Como soube Oshizu dessa história de amor que ninguém lhe contou? Porque é que as gentes começaram o murmurar sobre o “ménage à trois” que eles vão viver depois do casamento de Oshizu e Shinnosuke? Há coisas que não se dizem. Há coisas que se vêem. Como naquela fabulosa sequência da brincadeira de Oyu com o cunhado, quando o obriga a suster a respiração e depois lhe faz cócegas. Estão os três, estão sempre os três, mas o casamento, branco por vontade de Oshizu (ou por vontade de Oyu?) é, desde o início, compartilhado. E a ilustração suprema é o segundo concerto, um ano depois do casamento de Shinnosuke e Oshizu. A canção só é cantada por Oyu e por Shinnosuke. Mas no plano-sequência as duas mulheres estão sempre juntas e é o homem quem as enlaça a elas e a elas com a música. E esse plano é quase tão interminável como o plano da inexistente noite de núpcias de Shinnosuke e Oshizu, quando o “casal” troca sucessivamente de posição tanto tempo quando dura a confissão de Oshizu e o seu pedido. 
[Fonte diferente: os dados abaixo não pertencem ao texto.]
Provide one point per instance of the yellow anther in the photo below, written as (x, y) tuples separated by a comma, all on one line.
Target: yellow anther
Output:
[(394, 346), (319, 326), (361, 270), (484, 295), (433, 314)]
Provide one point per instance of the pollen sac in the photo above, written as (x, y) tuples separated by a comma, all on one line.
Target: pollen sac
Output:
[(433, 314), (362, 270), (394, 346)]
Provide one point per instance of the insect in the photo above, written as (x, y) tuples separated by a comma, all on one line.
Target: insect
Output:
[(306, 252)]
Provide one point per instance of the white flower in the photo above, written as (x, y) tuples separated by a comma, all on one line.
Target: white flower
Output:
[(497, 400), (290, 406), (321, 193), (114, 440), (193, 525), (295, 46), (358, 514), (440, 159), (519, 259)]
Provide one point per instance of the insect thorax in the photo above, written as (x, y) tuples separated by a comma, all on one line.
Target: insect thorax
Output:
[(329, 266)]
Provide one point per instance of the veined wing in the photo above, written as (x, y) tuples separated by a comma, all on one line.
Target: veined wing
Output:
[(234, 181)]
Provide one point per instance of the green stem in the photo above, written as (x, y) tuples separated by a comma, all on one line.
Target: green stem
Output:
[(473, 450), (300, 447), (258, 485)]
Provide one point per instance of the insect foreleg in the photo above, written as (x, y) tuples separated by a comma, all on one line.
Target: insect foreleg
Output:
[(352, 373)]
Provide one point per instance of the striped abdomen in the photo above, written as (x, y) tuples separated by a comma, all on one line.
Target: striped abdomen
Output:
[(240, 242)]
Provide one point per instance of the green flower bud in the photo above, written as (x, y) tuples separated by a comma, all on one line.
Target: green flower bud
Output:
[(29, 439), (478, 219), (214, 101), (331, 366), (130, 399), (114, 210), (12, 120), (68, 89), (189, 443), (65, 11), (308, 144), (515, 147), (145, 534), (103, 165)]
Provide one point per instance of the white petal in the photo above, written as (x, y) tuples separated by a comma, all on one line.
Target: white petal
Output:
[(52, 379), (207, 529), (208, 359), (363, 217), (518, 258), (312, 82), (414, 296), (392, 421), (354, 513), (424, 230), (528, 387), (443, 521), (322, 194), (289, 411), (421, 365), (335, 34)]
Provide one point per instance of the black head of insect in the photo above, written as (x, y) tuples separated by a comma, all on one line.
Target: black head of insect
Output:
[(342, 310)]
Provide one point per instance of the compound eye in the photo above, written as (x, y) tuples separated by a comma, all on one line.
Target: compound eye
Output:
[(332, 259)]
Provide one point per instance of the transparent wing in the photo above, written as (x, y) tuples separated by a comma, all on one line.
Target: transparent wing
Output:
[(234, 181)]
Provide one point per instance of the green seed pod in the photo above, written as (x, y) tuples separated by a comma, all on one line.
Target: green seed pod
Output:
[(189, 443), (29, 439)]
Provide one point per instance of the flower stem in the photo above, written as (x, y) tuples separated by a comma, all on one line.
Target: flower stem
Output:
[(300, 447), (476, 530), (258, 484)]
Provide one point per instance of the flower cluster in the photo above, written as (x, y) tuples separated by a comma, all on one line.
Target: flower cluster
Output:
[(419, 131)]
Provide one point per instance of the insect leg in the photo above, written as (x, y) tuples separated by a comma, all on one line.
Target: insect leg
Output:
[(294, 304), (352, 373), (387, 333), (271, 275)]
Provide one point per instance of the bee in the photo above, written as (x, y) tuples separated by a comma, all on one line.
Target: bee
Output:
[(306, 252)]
Há qualquer coisa de um Jules et Jim por haver nessa sequência de felicidade a três e em que os três brincam aos irmãos e irmãs. Mas Mizoguchi não caminha nessa direcção. Ouve-se o coaxar das rãs, o piar das corujas, no lago há uma espuma branca. Sabemos que se acabou o tempo do sol e que a lua iniciou o seu reino. Morre, inexplicavelmente, o filho de Oyu, os grandes cerejais são murados ao fundo, dos lagos se passa ao mar e às rochas e o que se via começou a ser dito e falado. Um dia, Oshizu descobrirá que falta um talher à mesa e nunca mais nem ela nem ele verão Oyu, que casou com quem não queria casar. 

A última primavera – a primavera do nascimento do bebé – já não é fonte de vida mas de morte. Oshizu ainda quer ver as cerejeiras em flor, mas nada florirá nessa vida de casal em Tóquio. E é com o quimono de Oyu que Oshizu morre. Depois, é o último concerto à lua. E a lua trouxe o bebé e a lua levou Shinnosuke, no imponderável plano final. 
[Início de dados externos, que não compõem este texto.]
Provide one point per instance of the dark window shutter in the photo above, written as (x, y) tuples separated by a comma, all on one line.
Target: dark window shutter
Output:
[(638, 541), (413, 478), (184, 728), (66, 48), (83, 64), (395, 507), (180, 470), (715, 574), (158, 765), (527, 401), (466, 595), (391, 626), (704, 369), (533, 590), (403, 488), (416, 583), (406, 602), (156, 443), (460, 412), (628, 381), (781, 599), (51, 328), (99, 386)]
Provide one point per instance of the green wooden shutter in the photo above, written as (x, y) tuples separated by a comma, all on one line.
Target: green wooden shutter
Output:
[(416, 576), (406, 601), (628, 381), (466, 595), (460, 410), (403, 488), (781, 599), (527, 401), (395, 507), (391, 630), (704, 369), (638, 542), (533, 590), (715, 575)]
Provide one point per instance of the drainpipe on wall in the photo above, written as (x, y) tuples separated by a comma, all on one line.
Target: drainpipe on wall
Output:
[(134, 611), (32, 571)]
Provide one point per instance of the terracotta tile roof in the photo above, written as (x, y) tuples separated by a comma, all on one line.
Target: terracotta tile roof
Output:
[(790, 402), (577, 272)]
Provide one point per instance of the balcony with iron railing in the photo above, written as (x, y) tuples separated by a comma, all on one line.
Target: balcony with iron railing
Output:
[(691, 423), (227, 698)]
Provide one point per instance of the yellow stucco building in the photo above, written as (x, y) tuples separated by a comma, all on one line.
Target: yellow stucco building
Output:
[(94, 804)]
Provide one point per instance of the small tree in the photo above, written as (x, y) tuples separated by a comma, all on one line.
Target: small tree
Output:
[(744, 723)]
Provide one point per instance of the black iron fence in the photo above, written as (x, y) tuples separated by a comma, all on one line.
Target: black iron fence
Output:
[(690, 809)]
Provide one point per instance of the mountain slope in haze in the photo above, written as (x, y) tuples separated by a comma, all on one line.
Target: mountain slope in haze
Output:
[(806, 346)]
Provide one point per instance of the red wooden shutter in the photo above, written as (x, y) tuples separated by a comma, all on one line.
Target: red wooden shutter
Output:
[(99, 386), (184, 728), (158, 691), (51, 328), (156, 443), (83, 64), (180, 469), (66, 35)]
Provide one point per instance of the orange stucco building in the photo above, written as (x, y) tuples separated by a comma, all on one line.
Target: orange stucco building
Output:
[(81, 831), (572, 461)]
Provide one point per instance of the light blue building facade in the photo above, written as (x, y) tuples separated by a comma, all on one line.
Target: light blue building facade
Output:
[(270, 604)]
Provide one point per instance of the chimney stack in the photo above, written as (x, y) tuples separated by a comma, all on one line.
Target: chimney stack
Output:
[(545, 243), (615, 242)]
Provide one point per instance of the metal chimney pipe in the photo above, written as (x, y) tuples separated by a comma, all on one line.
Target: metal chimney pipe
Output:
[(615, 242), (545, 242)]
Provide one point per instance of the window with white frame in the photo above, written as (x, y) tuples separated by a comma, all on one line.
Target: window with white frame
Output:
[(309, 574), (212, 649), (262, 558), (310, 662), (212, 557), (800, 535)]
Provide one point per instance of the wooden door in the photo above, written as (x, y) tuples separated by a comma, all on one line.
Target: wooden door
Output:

Este é o filme que faz tanta pena. Este é o filme entre o tarde e o cedo. O corpo de um homem e a alma de duas mulheres. E, no fim, como no princípio, só Oyu reina. Morreu Oshizu. Shinnosuke volveu-se noutro homem e noutra aparência. E o sol deu lugar à lua, a lua que brilha sobre o rio, onde um barco leva para sempre o filho que não achou mãe e o homem que não achou mulher. 

Mulher, disse eu. 

“Se algum de vós avistasse o que seríamos com o tempo 
todos nós choraríamos, de muita pena e susto imenso” 
Cecília Meireles, disse ela. 

in «As Folhas da Cinemateca – Kenji Mizoguchi», Cinemateca Portuguesa – Museu do Cinema, Lisboa, Março de 2005, pp. 89-92.